Relational graph databases can help staff, structure and deliver projects on-time and on-budget, writes David Meza
David Meza is a Sr. Data Scientist at NASA headquarters. With a background in computer and information sciences, he has held various roles at NASA for more than 20 years, from IT management and Chief Knowledge Architect to workspace engineer, overseeing 12,000 computer systems at the Johnson Space Centre.
In December 2017, President Donald Trump signed Space Policy Directive 1, authorizing the United States’ next lunar visit. Here at the National Aeronautics and Space Administration (NASA) we got to work on the Artemis program, a $30 Billion plan to put the first woman and the next man on the moon by 2024.
As we started preparing to go back to the moon — and on to Mars — we realized that we need people with skills that are unique to our projects and not found in abundance. Beyond that, we identified a need to realign skills to better support our mission needs. The solution: A graph database.

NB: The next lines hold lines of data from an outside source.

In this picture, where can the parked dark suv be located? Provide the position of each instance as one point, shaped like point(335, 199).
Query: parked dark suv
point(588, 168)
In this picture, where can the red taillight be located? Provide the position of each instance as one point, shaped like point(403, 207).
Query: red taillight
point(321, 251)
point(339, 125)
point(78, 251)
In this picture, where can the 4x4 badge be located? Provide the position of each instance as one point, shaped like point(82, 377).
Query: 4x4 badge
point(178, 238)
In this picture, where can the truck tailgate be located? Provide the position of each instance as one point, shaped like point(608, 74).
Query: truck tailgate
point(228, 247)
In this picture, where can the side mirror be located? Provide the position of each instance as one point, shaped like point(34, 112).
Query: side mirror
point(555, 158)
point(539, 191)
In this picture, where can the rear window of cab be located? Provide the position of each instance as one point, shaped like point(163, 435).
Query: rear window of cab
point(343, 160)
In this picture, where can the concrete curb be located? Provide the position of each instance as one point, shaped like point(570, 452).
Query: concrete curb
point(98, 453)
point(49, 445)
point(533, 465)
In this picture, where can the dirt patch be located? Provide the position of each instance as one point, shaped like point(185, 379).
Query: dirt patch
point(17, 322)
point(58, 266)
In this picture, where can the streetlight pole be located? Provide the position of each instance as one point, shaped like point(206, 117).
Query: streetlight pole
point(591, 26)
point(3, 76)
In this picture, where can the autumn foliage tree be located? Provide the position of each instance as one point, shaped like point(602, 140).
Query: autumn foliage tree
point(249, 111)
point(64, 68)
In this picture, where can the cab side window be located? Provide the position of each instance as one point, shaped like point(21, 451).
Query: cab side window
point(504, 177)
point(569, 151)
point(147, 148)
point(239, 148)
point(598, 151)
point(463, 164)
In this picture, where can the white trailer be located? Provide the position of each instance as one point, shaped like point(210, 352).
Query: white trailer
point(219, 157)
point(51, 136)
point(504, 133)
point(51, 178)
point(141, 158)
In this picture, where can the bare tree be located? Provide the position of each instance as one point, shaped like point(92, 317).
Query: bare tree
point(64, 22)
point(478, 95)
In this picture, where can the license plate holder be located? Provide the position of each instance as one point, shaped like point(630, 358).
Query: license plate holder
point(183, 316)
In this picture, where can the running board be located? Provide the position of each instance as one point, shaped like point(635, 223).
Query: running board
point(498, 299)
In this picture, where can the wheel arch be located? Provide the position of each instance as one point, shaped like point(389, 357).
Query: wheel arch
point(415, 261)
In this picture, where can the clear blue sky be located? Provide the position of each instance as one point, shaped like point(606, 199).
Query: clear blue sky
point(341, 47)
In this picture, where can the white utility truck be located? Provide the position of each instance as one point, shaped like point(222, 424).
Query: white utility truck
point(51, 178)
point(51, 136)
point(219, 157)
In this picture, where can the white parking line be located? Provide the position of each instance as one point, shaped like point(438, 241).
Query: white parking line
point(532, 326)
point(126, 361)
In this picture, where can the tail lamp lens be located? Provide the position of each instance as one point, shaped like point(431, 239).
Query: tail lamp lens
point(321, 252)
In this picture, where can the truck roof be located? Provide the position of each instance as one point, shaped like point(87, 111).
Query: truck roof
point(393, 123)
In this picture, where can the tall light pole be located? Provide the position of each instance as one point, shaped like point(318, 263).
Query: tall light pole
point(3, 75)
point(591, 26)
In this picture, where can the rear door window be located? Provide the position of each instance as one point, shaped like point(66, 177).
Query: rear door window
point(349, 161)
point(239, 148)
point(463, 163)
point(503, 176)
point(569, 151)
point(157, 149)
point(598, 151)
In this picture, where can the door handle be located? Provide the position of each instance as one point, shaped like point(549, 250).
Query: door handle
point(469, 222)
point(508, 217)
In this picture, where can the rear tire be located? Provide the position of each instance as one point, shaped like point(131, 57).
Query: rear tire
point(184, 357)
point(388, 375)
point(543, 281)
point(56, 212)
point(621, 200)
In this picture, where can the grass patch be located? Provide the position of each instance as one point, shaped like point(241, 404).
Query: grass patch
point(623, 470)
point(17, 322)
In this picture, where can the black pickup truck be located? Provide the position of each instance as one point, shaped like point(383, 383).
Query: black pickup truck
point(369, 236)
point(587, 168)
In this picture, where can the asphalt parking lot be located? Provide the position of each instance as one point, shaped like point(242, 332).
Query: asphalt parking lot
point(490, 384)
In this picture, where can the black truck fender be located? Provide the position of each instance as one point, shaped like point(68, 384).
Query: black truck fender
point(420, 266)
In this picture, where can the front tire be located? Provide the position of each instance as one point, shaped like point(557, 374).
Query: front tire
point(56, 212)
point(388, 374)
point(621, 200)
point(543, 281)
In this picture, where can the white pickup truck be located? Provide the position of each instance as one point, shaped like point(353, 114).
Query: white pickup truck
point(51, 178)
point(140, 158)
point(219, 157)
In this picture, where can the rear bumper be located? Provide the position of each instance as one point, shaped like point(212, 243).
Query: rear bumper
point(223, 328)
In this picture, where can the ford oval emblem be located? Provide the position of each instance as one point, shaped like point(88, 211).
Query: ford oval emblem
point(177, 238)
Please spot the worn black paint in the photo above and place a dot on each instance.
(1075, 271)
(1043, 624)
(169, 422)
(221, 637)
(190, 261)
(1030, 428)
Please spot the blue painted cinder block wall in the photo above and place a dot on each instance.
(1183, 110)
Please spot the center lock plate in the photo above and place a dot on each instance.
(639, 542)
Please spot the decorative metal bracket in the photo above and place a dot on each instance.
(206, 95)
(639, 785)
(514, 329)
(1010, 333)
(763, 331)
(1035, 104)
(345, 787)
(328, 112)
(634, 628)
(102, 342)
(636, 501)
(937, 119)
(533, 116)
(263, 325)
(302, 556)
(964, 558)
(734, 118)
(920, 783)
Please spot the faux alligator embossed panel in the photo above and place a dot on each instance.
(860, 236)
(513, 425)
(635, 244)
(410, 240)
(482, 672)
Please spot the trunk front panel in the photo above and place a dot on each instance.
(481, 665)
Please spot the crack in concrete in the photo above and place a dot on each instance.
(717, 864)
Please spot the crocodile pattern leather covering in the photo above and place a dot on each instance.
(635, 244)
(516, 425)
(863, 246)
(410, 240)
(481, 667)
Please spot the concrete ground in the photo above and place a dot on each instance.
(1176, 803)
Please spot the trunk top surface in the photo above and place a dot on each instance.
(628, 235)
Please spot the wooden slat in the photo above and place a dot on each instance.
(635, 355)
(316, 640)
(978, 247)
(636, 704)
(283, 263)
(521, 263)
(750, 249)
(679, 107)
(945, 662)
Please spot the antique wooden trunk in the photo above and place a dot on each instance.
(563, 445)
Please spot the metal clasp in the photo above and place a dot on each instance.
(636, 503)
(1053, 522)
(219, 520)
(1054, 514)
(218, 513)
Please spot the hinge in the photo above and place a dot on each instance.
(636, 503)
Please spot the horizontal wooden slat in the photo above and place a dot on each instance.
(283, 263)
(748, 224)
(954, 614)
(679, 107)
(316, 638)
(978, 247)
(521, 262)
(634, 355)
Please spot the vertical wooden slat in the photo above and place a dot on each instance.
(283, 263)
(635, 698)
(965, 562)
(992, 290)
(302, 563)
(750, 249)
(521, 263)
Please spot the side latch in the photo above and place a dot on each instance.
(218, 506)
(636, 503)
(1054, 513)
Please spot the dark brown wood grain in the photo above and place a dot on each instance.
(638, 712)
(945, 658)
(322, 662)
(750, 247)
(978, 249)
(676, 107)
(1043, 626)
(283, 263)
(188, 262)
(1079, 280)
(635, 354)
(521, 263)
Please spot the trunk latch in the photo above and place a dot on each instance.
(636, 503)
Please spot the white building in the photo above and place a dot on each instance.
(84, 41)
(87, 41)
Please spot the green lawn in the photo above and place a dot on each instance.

The beauty of a graph database over a traditional database is that it is uniquely built to analyze relationships, and the model (or schema) is not fixed. This makes it abundantly useful for NASA, and for large capital project organizations, too. In the article that follows, I’ll introduce the concept, explain some use cases, and walk through the early implementation phases.
What is a graph database?
A graph database is purpose-built to store and navigate relationships. It uses nodes to store data, and edges to store relationships between that data. If you played with Tinker Toys as a kid, this will be easy to visualize. The node is like a wood wheel, and it contains data, like a person’s name, occupation, or location. The edge is like a stick, and it contains a relationship, as well as information about that relationship. There is no limit to the number of relationships a single node can have, making graph databases scalable, powerful, and very useful. Unlike traditional databases, a graph database is literally built to analyze relationships.
Unparalleled visibility, uncommon insight
Using a graph database, leaders can look at a capital project from a truly relational standpoint. Consider a database in which the node for each employee is connected to nodes detailing their education, training, projects and work roles. The node for each work role is connected to nodes detailing the required personal characteristics, skills, abilities. The node for each project is connected to nodes detailing cost, schedule and operability outcomes. Suddenly, it’s possible to analyze which people, training, and personal characteristics correlate with your most predictable projects. That’s the power of a graph database.
Four Use Cases for Capital Projects
Staffing and Skill Sourcing
A leadership team is staffing a one-of-a-kind project with an important, unprecedented role that requires an uncommon skill set. There are no obvious internal candidates for the position. Using a graph database, the leaders can input a list of skills required for the role, and find employees that match (or very nearly match) the requirements.
A global organization is working to assess the strengths and weaknesses in its existing project delivery systems. Why does one project fail, and another succeed? Using a purpose-built graph database, the organization can identify which methods, tools and people are engaged on successful projects, and which are engaged on those that fail.
Human Resource Development
Leaders in the human resources department of a struggling multinational company are working to identify which in-house training programs to develop. A graph database can deliver a data-driven skill gap analysis along with insights into training paths, career plans and adjacent skills.
An ambitious young company is looking to adopt Advanced Work Packaging, but leaders do not have a reliable, objective measure of the organization’s maturity. Using a purpose-built graph database, the company can identify the markers of maturity — skills, tools, metrics, etc. — and then benchmark the company against those markers. Once the company has reached the baseline markers, it can be considered mature enough to begin the AWP implementation process.
Getting Started with Graph Datasets and AI
The move to graph databases must be driven by leadership executives and led by the organization’s information technology professionals. Data about employees will have to be derived from internal records, and data stewards will need to wrestle with ethical and legal questions in addition to the primary technical challenge.
A skilled data engineer will have to organize how the data will fit into the model, and the company will need teams to both build and analyze the databases. Finally, many organizations will want to build an interface to get the most out of their data. It’s a big project, and one most likely to be used by large organizations with substantial resources.
Designing, building and leveraging a graph database is a big challenge for bold, well-resourced capital project companies that want to position themselves for sustainability and growth in a rapidly changing economy. Doing so will yield a strong competitive advantage in the years and decades ahead.